Pero de pequeña ya participaba en las obras. Sí, pero yo me apuntaba a los talleres de mis padres solo para estar con la gente. A mí me gustaba el salseo, me divertía mucho. Lo importante era no perderme nada. FOMO total.

¿Cómo era crecer en ese ambiente? ¿Cómo era esa vida de ser artista desde tan joven? Pues no sé. Supongo que otra gente habrá vivido otras cosas, y para ellas eso será lo normal. Para mí esto lo fue. Y, claro, ahora soy mucho más consciente del bagaje que tengo, de la trayectoria, del privilegio de haber mamado teatro desde pequeña. Ahora sí veo todo lo que me ha dado.

Y luego estudió teatro en Madrid. ¿Tenía ganas de salir de Etxauri, de Iruñea? ¡Totalmente! O sea, yo me fui a Madrid porque quería irme de aquí, no porque quisiera estudiar teatro. En ese momento para mí era más importante la experiencia vital: salir de casa, vivir en una ciudad grande, perderme, desahogarme.

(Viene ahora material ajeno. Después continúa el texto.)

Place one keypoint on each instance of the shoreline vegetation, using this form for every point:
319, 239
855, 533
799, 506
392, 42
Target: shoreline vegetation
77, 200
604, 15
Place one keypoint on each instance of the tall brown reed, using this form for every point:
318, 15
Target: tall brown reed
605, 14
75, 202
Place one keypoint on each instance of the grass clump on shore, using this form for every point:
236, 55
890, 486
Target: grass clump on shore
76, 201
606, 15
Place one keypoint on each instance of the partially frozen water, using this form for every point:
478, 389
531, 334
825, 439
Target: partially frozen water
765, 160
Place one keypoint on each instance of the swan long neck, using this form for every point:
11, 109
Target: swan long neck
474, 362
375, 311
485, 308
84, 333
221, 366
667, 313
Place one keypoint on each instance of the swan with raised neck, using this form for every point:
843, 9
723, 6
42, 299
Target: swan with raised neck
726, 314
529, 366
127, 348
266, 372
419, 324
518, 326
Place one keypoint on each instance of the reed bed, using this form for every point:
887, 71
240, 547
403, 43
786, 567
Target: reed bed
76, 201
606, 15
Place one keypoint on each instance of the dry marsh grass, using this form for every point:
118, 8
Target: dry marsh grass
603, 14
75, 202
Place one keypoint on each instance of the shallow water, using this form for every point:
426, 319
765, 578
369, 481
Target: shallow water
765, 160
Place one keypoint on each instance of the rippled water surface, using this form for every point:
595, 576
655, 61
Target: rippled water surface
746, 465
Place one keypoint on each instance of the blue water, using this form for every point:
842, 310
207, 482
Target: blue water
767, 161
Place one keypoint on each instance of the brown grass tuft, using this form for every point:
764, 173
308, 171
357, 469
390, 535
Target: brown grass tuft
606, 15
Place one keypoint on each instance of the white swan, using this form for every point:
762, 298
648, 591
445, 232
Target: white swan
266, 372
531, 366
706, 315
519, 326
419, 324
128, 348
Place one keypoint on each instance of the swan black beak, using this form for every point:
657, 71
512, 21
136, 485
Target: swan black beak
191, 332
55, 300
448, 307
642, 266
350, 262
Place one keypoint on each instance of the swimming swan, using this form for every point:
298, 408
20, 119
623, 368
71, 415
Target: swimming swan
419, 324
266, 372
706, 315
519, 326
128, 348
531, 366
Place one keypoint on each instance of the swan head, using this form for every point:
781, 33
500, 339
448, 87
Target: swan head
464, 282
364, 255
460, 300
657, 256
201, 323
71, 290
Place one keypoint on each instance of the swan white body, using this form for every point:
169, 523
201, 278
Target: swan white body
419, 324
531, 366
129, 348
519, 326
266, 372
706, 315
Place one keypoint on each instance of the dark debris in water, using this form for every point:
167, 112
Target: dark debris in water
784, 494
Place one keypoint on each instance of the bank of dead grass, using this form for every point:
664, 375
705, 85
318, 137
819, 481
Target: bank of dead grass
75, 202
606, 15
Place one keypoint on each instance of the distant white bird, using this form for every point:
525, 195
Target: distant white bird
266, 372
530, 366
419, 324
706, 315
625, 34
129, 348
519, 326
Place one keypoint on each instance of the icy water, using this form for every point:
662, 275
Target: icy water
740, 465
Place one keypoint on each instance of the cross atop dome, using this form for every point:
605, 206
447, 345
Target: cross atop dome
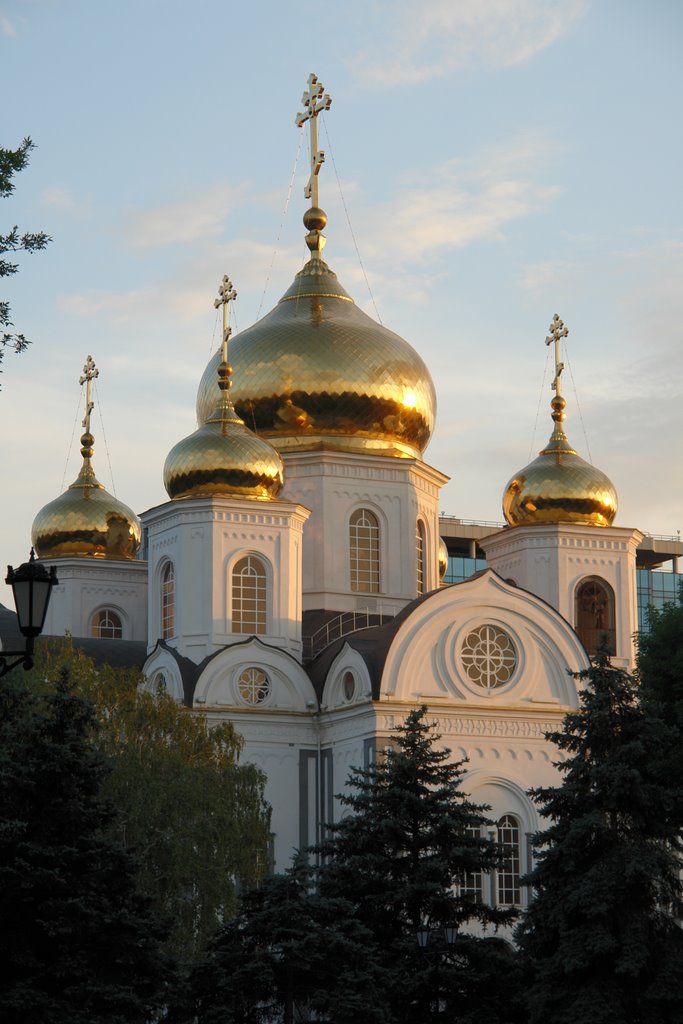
557, 332
90, 372
314, 99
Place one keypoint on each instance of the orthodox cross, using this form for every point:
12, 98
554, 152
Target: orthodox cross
313, 101
90, 372
225, 295
557, 331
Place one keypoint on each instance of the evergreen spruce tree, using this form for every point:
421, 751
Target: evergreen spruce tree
660, 676
404, 858
599, 936
78, 942
289, 955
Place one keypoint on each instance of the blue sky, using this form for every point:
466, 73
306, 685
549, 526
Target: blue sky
500, 161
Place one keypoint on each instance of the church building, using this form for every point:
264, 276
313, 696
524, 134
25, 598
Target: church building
294, 581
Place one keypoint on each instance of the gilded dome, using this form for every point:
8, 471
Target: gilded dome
86, 521
442, 558
316, 371
559, 485
223, 458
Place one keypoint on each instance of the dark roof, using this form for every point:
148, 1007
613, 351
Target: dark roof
119, 653
372, 644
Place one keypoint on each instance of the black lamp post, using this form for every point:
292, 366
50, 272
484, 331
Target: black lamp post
32, 586
437, 943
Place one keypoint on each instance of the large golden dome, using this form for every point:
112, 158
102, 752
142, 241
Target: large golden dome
559, 485
316, 371
86, 521
223, 458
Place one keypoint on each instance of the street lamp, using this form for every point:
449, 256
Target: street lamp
32, 586
437, 943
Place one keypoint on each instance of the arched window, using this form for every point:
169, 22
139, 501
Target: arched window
168, 601
595, 614
365, 552
473, 881
107, 625
249, 596
509, 890
420, 553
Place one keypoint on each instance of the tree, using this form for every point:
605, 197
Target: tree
337, 941
79, 941
193, 815
288, 956
402, 859
660, 668
11, 162
600, 936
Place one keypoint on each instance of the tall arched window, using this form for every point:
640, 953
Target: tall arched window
595, 614
509, 890
168, 601
420, 553
107, 625
249, 596
473, 881
365, 552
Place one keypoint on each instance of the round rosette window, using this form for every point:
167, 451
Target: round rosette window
254, 686
488, 656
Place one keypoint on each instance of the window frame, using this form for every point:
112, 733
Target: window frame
167, 624
365, 551
107, 610
250, 621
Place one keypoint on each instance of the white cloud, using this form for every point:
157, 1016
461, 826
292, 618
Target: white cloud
465, 203
430, 40
202, 217
58, 198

¿Y eso de entrar en la vorágine de crecer, de producir, de castings? ¿Le iba ese rollo? Pues he hecho castings y no me han cogido en la mayoría, la verdad. Así que también fue como: “mira, me gustaría montar mi propio proyecto y salirme de ese sistema". Y con el tiempo me he dado cuenta de que también soy creadora. Me interesa estar en proyectos donde pueda crear, aportar, donde mi creatividad esté implicada. Pero también me encanta ser actriz, así que estoy abierta a lo que venga.

Pero hay temporadas sin proyectos, ¿no? ¿Cómo se gestiona la autoestima en esos momentos? Como puedes. Yo me dedico solo a esto, pero Cristina, por ejemplo, ahora trabaja en Correos por la mañana y actúa por la tarde. Es agotador. Y sí, aunque vivas de esto, hay temporadas mejores y peores. Es militancia pura. Porque ricas no nos vamos a hacer, te lo digo.

¿El futuro impone? ¿Da miedo pensar en lo que viene después de tanto reconocimiento? Sí, claro. A veces lloro, eh. En plan: “mierda, ¿qué he hecho?, no quiero”. Tenemos un proyecto bastante heavy para el año que viene y me da miedo. Me entra el síndrome de la impostora: no voy a saber, estoy engañando a todo el mundo, no soy tan buena como creen. Ahora que he ganado el premio es guay, pero digo, joder, ahora voy a tener que cumplir con algo que es mentira.

¿Se prepara para sanfermines? Me voy a ir. Corriendo. No me gusta nada. Hace dos años trabajé en San Fermín y dije: nunca más. Es como una peli rara. Todo se deforma. Como “El show de Truman” o “El día de la marmota”. La ciudad se convierte en decorado. Mi calle, la tienda donde compro, ya no existen. Todo está disfrazado. Todo el mundo vestido igual. Me agobia muchísimo.